A would-be Brechtian rock opera with music and lyrics by Paul Schierhorn, ''The News'' is about a large metropolitan tabloid, The Mirror, which inflates its circulation with screamer headlines (''Pope and Party Girls Undressed'') and a promotional game called ''Super Singo.'' While The Mirror's logo resembles that of The New York Post, any similarities are surely coincidental. Indeed, it's not clear whether ''The News'' is set in New York. The paper's editor (Jeff Conaway) lives in an apartment overlooking snowcapped mountains reminiscent of suburban Zurich. The Mirror's newsroom - a littered, gloomy jumble containing more microphones and punk-styled band members than desks and reporters - has been inexplicably designed to resemble a sushi bar.

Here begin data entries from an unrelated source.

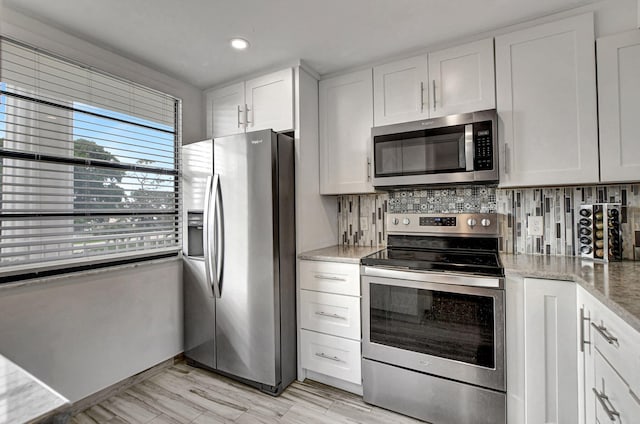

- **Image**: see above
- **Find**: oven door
[362,267,506,391]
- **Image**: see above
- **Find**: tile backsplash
[338,184,640,259]
[497,184,640,259]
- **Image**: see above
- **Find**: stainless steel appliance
[371,110,498,187]
[361,214,506,424]
[182,130,296,394]
[576,203,622,262]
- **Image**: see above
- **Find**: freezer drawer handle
[591,322,620,346]
[593,387,620,421]
[316,352,344,362]
[316,311,347,321]
[313,274,347,281]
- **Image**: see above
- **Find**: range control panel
[418,216,457,227]
[387,213,498,235]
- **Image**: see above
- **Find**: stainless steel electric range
[361,214,506,424]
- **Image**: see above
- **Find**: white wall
[0,5,205,144]
[0,259,183,402]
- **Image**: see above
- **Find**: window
[0,38,180,275]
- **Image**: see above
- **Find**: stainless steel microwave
[371,109,498,187]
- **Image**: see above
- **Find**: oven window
[374,125,466,177]
[369,284,495,368]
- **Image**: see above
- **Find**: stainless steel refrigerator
[182,130,296,395]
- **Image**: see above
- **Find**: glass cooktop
[361,236,504,277]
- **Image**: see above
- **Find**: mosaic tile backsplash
[389,185,496,213]
[497,184,640,259]
[338,184,640,259]
[338,193,389,247]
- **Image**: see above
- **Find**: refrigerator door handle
[211,174,224,298]
[202,175,219,297]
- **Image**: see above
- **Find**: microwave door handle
[464,124,474,171]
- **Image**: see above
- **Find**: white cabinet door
[524,278,578,424]
[495,13,599,186]
[598,30,640,182]
[319,69,374,194]
[245,68,293,132]
[429,38,496,117]
[373,55,429,126]
[205,82,245,138]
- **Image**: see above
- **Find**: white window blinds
[0,38,180,273]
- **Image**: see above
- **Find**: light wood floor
[71,363,421,424]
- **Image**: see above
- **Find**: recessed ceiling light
[231,38,249,50]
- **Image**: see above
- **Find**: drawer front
[300,330,362,384]
[300,290,360,341]
[587,351,640,424]
[300,261,360,296]
[590,305,640,394]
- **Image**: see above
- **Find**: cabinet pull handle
[580,308,591,352]
[591,322,620,346]
[593,387,620,421]
[432,80,436,112]
[237,105,244,128]
[316,311,347,321]
[316,352,344,362]
[313,274,347,281]
[244,103,253,126]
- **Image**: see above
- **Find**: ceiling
[4,0,593,88]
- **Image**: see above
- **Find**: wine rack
[577,203,622,262]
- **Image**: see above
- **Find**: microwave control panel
[473,121,493,171]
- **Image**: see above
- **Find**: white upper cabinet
[205,82,244,137]
[245,68,293,131]
[597,30,640,182]
[373,55,429,126]
[205,68,293,138]
[373,39,496,126]
[495,13,599,187]
[319,69,374,194]
[429,38,496,117]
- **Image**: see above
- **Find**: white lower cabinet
[300,329,362,384]
[578,288,640,424]
[298,260,362,393]
[300,290,360,341]
[506,276,579,424]
[588,349,640,423]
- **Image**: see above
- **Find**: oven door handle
[464,124,474,171]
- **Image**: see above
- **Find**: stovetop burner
[361,248,504,277]
[361,214,504,277]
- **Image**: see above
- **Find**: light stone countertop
[500,254,640,332]
[0,355,71,424]
[298,245,384,264]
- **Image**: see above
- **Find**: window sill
[0,252,182,295]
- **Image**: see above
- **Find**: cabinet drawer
[300,330,362,384]
[300,261,360,296]
[591,300,640,393]
[587,351,640,423]
[300,290,360,341]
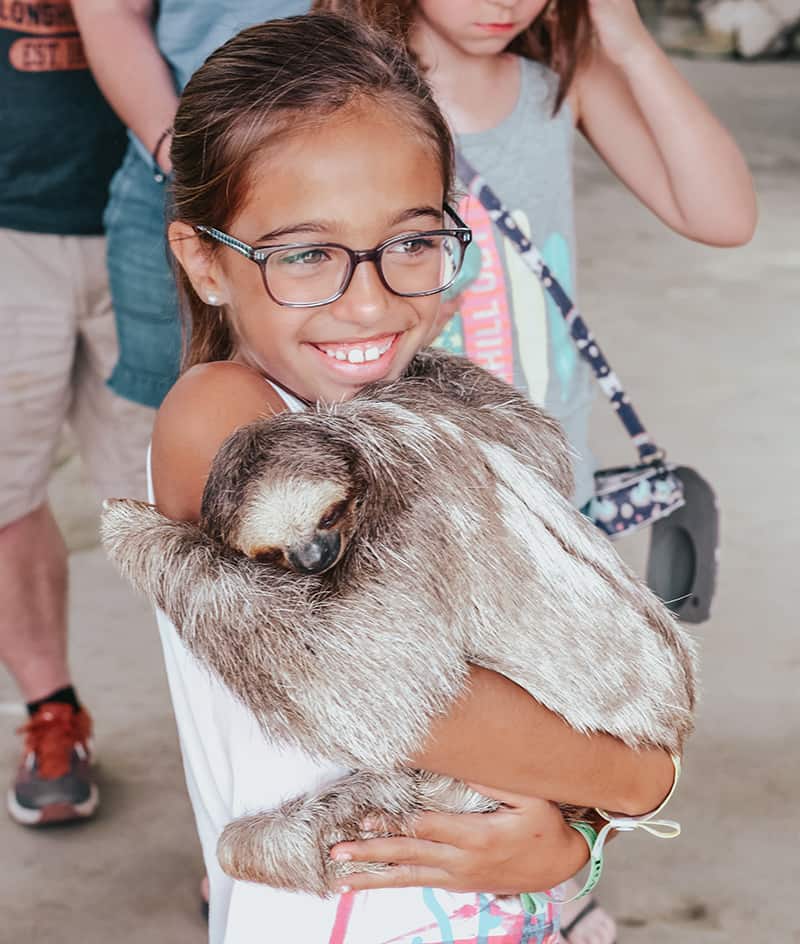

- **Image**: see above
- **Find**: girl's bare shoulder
[151,361,286,521]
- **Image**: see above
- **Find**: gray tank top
[437,59,594,506]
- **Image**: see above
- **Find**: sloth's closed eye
[255,547,286,566]
[317,501,347,531]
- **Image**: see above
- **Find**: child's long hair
[313,0,592,114]
[171,13,454,370]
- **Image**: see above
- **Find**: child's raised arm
[413,667,674,816]
[152,361,285,521]
[572,0,757,246]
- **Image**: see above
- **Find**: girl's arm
[72,0,178,172]
[571,0,757,246]
[411,667,674,816]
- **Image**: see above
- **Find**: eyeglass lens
[264,233,462,305]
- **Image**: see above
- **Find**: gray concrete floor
[0,62,800,944]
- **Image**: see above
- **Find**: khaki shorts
[0,229,155,527]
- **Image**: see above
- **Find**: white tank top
[148,384,557,944]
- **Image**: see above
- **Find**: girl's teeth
[322,337,394,364]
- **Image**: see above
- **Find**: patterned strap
[456,152,664,462]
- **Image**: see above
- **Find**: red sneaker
[8,701,99,826]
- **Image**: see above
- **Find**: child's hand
[331,784,588,895]
[589,0,654,66]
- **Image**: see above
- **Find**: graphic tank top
[436,59,594,506]
[148,384,558,944]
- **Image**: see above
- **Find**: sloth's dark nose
[287,531,342,574]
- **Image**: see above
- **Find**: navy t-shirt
[0,0,125,235]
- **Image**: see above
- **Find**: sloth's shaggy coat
[102,351,695,895]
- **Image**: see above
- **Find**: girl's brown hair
[314,0,592,114]
[170,13,454,370]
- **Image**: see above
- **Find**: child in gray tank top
[315,0,756,944]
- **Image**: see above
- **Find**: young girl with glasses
[315,0,756,944]
[158,14,673,944]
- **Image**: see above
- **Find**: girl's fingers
[414,813,494,848]
[330,836,453,868]
[334,865,451,892]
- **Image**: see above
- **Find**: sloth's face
[232,475,356,574]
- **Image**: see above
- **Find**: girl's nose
[331,262,392,326]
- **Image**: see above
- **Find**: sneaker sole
[7,784,100,826]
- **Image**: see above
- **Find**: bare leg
[0,504,70,701]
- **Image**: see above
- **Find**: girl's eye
[278,246,330,266]
[389,236,438,256]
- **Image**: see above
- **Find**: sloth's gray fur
[102,351,695,895]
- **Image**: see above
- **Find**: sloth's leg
[217,769,497,896]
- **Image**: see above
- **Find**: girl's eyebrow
[255,206,442,245]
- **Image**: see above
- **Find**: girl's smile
[177,101,445,402]
[309,332,401,383]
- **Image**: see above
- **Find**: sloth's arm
[398,349,574,498]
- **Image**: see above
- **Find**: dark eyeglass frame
[194,203,472,308]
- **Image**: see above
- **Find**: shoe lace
[17,705,87,780]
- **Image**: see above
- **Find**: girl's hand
[331,784,589,895]
[589,0,655,66]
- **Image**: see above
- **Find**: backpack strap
[456,151,664,462]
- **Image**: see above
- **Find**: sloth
[101,350,695,896]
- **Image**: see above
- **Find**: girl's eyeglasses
[195,204,472,308]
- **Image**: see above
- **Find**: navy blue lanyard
[456,152,663,462]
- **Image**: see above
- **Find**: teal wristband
[520,754,681,915]
[520,823,603,914]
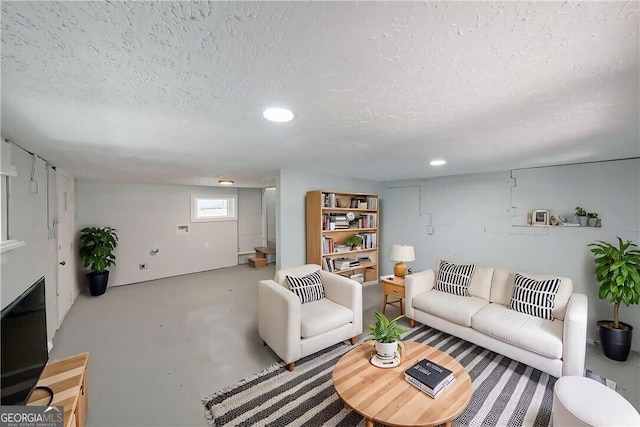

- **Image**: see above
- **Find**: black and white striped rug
[202,326,556,427]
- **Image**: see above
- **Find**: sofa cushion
[507,273,560,320]
[435,261,476,297]
[287,270,324,304]
[413,289,489,326]
[300,298,353,338]
[471,303,563,359]
[489,268,573,320]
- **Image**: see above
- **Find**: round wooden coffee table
[332,341,472,427]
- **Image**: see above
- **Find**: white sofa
[258,264,362,371]
[405,262,587,377]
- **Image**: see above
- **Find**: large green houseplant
[369,312,407,358]
[588,237,640,361]
[80,227,118,296]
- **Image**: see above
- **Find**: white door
[56,170,75,327]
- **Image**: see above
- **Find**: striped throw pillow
[507,273,560,320]
[435,261,476,297]
[287,270,324,304]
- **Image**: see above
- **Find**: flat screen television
[0,277,49,405]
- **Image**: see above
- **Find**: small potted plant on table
[369,313,407,358]
[80,227,118,296]
[588,237,640,361]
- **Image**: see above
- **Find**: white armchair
[258,264,362,371]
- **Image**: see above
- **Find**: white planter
[376,341,398,358]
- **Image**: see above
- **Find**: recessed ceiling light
[262,107,293,123]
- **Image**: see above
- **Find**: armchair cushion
[287,270,324,304]
[300,298,353,338]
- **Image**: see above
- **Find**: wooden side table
[380,275,404,314]
[27,353,89,427]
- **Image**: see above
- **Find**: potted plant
[576,206,588,227]
[369,312,407,358]
[344,234,362,250]
[588,237,640,361]
[80,227,118,296]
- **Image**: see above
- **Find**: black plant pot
[598,320,633,362]
[87,270,109,297]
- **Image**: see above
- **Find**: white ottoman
[551,376,640,427]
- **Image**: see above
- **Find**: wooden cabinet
[27,353,89,427]
[307,190,380,284]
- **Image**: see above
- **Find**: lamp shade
[390,245,416,262]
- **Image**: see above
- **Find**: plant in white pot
[588,237,640,361]
[369,313,407,359]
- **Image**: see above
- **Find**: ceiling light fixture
[262,107,293,123]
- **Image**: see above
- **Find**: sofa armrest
[258,280,301,363]
[404,270,436,320]
[562,294,589,376]
[320,270,363,336]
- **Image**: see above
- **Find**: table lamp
[390,245,416,277]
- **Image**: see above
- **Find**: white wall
[238,188,265,264]
[381,159,640,351]
[263,187,276,244]
[0,142,58,341]
[76,180,238,286]
[276,169,384,269]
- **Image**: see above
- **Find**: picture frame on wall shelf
[531,209,549,226]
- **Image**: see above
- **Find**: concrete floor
[49,264,640,427]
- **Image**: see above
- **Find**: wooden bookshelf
[307,190,380,284]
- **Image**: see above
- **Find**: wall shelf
[0,240,25,253]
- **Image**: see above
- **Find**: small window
[191,194,238,222]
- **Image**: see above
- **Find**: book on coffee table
[404,375,456,399]
[404,359,455,397]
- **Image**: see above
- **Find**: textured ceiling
[1,1,640,186]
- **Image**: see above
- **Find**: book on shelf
[404,359,454,397]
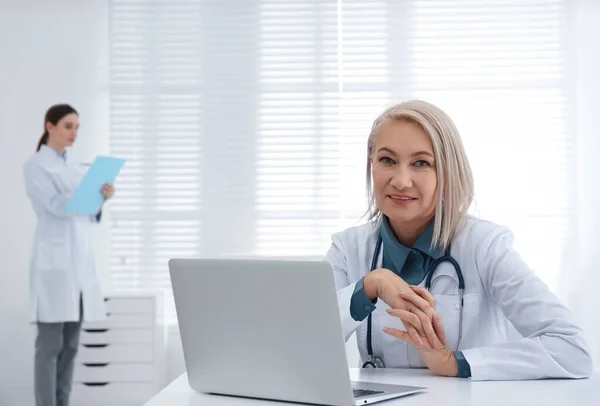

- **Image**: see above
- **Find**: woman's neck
[389,219,433,248]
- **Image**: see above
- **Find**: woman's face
[371,121,437,229]
[46,113,79,148]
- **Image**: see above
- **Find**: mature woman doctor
[326,101,592,380]
[24,104,114,406]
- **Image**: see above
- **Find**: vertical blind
[109,0,576,322]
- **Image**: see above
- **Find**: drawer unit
[80,328,155,344]
[78,344,154,363]
[71,295,165,406]
[70,382,155,406]
[74,362,154,383]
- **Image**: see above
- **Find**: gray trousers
[34,296,83,406]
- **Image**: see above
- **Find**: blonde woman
[327,101,592,380]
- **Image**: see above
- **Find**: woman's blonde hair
[367,100,473,250]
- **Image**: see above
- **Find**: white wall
[0,0,108,406]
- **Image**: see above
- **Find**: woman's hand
[100,183,115,200]
[364,268,445,342]
[384,286,458,376]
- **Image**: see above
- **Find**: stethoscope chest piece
[363,355,385,368]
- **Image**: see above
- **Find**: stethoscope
[363,235,465,368]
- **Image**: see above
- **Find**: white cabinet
[71,294,165,406]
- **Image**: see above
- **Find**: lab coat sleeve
[325,234,362,341]
[24,162,74,217]
[463,228,593,380]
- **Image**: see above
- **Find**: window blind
[109,0,576,322]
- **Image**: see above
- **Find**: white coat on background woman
[24,104,114,406]
[326,101,593,380]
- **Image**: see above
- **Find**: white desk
[144,368,600,406]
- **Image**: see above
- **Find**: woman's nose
[391,168,412,190]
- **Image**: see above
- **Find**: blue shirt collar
[379,216,443,269]
[40,144,67,162]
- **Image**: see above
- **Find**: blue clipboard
[67,155,125,215]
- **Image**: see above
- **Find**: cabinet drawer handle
[83,344,109,348]
[83,328,108,333]
[82,382,109,386]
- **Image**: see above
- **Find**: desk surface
[144,368,600,406]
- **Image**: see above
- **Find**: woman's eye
[379,156,395,165]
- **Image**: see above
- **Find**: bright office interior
[0,0,600,406]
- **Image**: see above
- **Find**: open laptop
[169,259,425,406]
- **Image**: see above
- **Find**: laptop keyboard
[352,389,383,398]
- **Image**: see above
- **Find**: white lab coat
[326,218,593,380]
[24,145,106,323]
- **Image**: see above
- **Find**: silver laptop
[169,259,425,406]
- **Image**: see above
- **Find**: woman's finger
[411,286,436,309]
[383,327,431,349]
[410,307,443,348]
[387,309,422,330]
[400,289,431,312]
[411,286,446,345]
[431,312,446,345]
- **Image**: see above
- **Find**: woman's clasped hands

The show's often nonsensical plot concerns a psychopathic killer who, for some reason, is never pursued by the police. The editor is so busy exploiting the story on his front page that he doesn't notice that his own, neglected, teen-age daughter is soliciting a date with the murderer through the paper's personals columns. I won't tell you what happens, except to say that it's one of Mr. Schierhorn's themes that beauty can still disarm a beast.
''The News'' also wishes to lecture us about the role played by sensationalist journalism and salacious pop culture in promoting violence. Unfortunately, this musical is part of the problem, not the solution. Mr. Schierhorn's aggressively screechy songs could teach yellow journalism a thing or two about bad taste. A typically sardonic lyric describes an ordinary urban day as one in which there's ''Just a mugging in the subway/Just a shooting in the street/Just a paper bag on Broadway/With seven hands and seven feet.'' For comic relief, Mr. Schierhorn sets various newspaper features, including the stock quotations, to numbing rock chords.
The cast members model a wide array of loud sunglasses and hideous costumes. Mr. Conaway, a pleasant performer in other circumstances, plays the first newspaper editor in history who bumps and grinds (choreography by Wesley Fata) while shouting ''Get me rewrite!'' Lisa Michaelis, who might be more persuasive as his older sister than his daughter, acts like a soft-core porno movie's idea of a ponytail-bobbing schoolgirl. As the killer, the overwrought Anthony Crivello doesn't so much recall Robert DeNiro's taxi driver as Jerry Lewis in mid-telethon.
David Rotenberg, the director, tries to whip up excitement by having the killer incessantly raise and lower his window's Venetian blinds. Lest we miss a murder, ''The News'' is broadcast in video close-up on four television monitors flanking the stage. Walk forward to change the channel, and you may find yourself with a theater full of new-found friends.